One night recently, a Tribune reporter watched about 14 youths, between 12 and 20 years old, waiting on the sidewalk in front of the Gold Cup. Occasionally a man would walk up, a whispered conversation would ensue, and man would walk away with a boy.
"We have no problem finding our sex offenders here," [Sgt. Lloyd] Martin said. "But we don't have laws to detain them."[5]
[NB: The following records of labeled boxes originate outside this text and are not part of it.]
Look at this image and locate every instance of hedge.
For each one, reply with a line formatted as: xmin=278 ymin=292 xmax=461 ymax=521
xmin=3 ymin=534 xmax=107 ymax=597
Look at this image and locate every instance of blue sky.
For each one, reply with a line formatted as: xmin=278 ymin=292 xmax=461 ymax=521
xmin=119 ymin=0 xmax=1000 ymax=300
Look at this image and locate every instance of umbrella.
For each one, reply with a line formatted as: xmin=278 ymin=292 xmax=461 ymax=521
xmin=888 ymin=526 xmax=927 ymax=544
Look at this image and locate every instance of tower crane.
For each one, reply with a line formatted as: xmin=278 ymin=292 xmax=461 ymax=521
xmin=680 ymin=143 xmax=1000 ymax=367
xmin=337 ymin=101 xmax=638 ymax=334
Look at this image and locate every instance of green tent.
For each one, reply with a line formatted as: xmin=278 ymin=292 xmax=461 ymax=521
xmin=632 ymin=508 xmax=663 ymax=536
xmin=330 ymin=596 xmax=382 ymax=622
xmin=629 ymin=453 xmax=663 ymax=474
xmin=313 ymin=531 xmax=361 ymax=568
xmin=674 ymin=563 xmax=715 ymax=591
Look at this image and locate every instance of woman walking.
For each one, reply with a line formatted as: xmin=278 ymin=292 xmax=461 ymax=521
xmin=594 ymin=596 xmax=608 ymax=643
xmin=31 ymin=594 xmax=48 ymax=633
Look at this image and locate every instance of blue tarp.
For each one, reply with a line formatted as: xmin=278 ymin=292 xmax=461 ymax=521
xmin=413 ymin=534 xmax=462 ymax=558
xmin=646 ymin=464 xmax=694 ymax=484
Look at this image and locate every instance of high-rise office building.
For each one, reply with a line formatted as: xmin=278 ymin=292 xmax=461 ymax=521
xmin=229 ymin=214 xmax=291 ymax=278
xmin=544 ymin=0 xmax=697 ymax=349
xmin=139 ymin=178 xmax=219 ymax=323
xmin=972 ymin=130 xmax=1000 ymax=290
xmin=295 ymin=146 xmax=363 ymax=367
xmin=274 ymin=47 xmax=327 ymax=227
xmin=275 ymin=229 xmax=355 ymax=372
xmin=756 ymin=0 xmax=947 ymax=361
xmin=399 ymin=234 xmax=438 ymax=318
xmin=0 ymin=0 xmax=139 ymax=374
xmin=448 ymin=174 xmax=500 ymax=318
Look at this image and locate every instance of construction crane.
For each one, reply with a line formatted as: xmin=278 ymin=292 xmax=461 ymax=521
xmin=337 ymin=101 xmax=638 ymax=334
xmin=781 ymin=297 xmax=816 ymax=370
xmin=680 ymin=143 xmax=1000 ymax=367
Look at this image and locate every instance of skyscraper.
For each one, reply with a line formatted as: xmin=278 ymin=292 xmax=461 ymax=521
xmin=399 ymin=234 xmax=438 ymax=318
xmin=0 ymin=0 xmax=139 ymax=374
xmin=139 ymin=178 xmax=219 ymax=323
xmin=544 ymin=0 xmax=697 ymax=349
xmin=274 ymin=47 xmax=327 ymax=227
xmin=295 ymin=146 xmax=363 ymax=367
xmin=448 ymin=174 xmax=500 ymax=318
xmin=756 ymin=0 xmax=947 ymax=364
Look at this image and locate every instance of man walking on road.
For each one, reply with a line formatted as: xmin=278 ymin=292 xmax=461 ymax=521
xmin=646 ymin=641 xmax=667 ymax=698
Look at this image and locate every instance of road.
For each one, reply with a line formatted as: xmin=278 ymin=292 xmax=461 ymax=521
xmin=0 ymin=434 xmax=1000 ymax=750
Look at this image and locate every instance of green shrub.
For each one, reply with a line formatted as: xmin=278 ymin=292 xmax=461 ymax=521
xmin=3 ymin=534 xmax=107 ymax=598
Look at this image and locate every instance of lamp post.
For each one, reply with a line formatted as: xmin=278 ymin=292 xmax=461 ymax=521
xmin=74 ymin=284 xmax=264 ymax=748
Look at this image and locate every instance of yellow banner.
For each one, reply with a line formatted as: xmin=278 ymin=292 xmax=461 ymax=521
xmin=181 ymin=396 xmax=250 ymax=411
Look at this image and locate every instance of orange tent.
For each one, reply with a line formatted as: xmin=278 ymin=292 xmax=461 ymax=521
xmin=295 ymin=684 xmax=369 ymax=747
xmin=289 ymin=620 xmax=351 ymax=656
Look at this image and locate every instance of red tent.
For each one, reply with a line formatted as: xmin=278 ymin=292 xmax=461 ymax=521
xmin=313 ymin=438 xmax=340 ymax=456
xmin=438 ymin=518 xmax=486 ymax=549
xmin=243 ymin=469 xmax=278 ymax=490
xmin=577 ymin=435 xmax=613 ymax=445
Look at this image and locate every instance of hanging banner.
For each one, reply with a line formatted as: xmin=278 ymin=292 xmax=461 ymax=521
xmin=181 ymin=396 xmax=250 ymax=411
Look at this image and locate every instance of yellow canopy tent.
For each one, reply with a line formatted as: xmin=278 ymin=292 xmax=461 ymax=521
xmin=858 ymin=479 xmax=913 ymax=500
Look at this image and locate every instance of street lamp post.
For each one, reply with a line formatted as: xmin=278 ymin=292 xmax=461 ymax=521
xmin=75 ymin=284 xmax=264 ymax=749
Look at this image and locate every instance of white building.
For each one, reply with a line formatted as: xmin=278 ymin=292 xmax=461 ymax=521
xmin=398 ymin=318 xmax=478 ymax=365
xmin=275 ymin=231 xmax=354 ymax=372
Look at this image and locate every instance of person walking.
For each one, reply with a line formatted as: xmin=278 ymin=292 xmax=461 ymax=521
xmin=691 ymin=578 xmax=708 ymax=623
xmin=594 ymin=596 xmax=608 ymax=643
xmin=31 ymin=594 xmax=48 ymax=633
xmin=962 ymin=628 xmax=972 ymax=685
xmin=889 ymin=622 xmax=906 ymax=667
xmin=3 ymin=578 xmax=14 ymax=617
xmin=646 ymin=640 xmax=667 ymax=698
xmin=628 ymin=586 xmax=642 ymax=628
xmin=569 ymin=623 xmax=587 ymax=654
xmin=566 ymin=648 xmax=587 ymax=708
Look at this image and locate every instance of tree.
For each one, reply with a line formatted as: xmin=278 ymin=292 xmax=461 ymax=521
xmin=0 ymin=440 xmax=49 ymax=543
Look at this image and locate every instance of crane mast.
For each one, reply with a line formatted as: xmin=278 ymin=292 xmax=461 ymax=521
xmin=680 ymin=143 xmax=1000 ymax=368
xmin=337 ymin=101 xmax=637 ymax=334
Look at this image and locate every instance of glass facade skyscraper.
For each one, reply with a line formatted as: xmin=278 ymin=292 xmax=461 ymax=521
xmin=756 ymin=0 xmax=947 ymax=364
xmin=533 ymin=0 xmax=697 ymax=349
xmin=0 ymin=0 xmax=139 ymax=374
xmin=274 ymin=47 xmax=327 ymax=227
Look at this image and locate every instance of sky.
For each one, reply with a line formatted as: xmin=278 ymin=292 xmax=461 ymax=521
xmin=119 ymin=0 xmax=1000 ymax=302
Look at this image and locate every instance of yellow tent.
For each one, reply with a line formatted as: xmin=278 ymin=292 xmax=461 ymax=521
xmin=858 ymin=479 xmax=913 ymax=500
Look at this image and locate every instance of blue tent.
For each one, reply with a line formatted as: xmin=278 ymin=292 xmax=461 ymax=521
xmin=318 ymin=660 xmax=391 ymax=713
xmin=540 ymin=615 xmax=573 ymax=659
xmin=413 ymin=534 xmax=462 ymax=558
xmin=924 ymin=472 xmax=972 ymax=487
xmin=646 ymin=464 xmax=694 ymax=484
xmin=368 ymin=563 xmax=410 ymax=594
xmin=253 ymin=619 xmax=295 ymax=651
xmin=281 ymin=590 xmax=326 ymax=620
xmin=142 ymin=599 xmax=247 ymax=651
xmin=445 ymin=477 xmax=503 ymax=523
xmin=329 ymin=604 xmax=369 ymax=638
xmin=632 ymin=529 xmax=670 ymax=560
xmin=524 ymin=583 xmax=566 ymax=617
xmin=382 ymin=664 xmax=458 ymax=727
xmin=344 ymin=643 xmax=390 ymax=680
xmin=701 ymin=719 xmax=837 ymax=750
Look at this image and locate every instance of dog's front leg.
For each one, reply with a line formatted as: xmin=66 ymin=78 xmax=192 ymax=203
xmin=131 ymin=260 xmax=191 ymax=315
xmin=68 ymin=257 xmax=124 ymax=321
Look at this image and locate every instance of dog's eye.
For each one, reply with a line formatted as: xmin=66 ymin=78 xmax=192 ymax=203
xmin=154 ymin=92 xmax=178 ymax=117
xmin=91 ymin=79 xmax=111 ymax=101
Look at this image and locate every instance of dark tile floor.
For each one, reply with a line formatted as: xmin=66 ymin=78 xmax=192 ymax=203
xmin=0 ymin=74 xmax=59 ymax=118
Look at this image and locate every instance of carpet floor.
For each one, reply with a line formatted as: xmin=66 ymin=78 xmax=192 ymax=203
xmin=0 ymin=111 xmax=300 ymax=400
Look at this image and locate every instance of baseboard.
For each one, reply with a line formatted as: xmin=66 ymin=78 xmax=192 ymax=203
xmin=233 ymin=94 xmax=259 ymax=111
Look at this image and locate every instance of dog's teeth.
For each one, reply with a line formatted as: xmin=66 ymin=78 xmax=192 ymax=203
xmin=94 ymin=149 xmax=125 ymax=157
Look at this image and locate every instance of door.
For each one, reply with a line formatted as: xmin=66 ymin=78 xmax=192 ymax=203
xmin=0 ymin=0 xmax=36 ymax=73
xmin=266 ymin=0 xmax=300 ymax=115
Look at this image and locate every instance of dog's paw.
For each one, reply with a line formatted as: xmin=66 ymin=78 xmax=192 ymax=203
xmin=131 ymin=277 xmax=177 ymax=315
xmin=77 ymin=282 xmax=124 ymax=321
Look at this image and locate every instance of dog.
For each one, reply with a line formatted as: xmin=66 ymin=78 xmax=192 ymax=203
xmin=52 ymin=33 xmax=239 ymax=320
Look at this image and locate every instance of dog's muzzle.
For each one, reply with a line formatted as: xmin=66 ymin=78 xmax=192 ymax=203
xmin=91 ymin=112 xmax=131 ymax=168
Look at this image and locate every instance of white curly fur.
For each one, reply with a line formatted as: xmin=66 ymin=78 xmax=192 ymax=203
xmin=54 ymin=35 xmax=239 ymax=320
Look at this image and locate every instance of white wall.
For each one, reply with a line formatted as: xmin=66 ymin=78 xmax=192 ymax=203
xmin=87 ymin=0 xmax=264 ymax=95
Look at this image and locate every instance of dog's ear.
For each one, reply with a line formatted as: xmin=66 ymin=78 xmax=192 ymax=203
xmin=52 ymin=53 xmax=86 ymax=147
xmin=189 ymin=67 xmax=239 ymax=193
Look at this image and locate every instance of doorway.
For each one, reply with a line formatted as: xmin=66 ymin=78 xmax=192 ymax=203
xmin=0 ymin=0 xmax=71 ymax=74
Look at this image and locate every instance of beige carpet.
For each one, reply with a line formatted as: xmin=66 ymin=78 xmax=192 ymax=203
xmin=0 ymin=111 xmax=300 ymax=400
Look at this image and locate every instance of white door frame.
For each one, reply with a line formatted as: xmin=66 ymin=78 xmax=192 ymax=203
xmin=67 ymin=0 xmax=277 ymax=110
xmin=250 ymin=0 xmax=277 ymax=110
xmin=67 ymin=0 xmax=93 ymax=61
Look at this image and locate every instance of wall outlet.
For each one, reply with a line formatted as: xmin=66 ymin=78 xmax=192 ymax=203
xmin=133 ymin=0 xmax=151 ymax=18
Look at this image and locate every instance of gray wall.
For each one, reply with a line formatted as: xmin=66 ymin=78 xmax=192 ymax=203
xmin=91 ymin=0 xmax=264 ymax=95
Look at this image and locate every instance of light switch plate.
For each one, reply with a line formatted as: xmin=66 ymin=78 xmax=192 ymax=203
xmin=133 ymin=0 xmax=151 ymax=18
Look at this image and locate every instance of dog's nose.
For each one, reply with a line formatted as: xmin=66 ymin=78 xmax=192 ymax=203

Online rumor says that boys as young as 12-16 could be found in the Gold Cup or on the sidewalk outside. "There used to be a 24 hour coffee shop at Hollywood Blvd and Selma Ave called the Gold Cup. [...] That's where the pedos could find either sex for rent, and these little kids were either addicted, runaways, often both. I have been there on medical aid calls many times. I remember one little boy, approx 11 years old, painted up like a vaudeville hussy, wearing girls' clothes, and beat bloody to a pulp."[6]
Popular Culture
The 2004 film The Hillside Strangler[7] includes scenes of the Gold Cup, which online commentary describes as accurate.
In Tom Reamy's 1975 award-winning fantasy story "San Diego Lightfoot Sue"[8], the fifteen-year-old protagonist arrives in Los Angeles by bus from Kansas, and reaches a coffee shop that is clearly The Gold Cup:
John Lee got off and stood at the corner of Hollywood and Vine grinning at the night. He walked down Hollywood Boulevard, gawking at everything, reading the names in stars on the sidewalk. He never imagined there would be so many cars or so many people at night. There were more than you would see in liberal even on Saturday afternoon. And the strange clothes the people wore. And men with long hair like the Beatles. Mary Ellen Walker had a colored picture of them pasted on her notebook.
He didn’t know how far he had walked—the street never seemed to end—but the box was heavy. He was hungry and his Sunday shoes had rubbed a blister on his heel. He went into a cafe and sat in a booth, glad to get rid of the weight of the box. Most of the people looked at him as he came in. Several of them smiled. He smiled back. A couple of people had said hello on the street too. Hollywood was certainly a friendly place.
He told the waitress what he wanted. He looked around the cafe and met the eyes of a man at the counter who had smiled when he came in. The man smiled again. John Lee smiled back, feeling good. The man got off the stool and came to the booth carrying a cup of coffee.
Linked to Lyric scandal
In the 1973 scandal which brought down Lyric International, the Los Angeles Times claimed that “Many of the youngsters involved were recruited at hangouts for homosexuals particularly a Hollywood Blvd. coffee shop and a motel in Hollywood.”[9] On-line advertisements for a game offering a "Fabulous 3-D Action walk-through of Hollywood Boulevard, circa 1968" lists among the sights of that time and place, "...oh, there's Billy Byers, Jr. (sic, Billy Byars, Jr.) over at the Gold Cup".[10].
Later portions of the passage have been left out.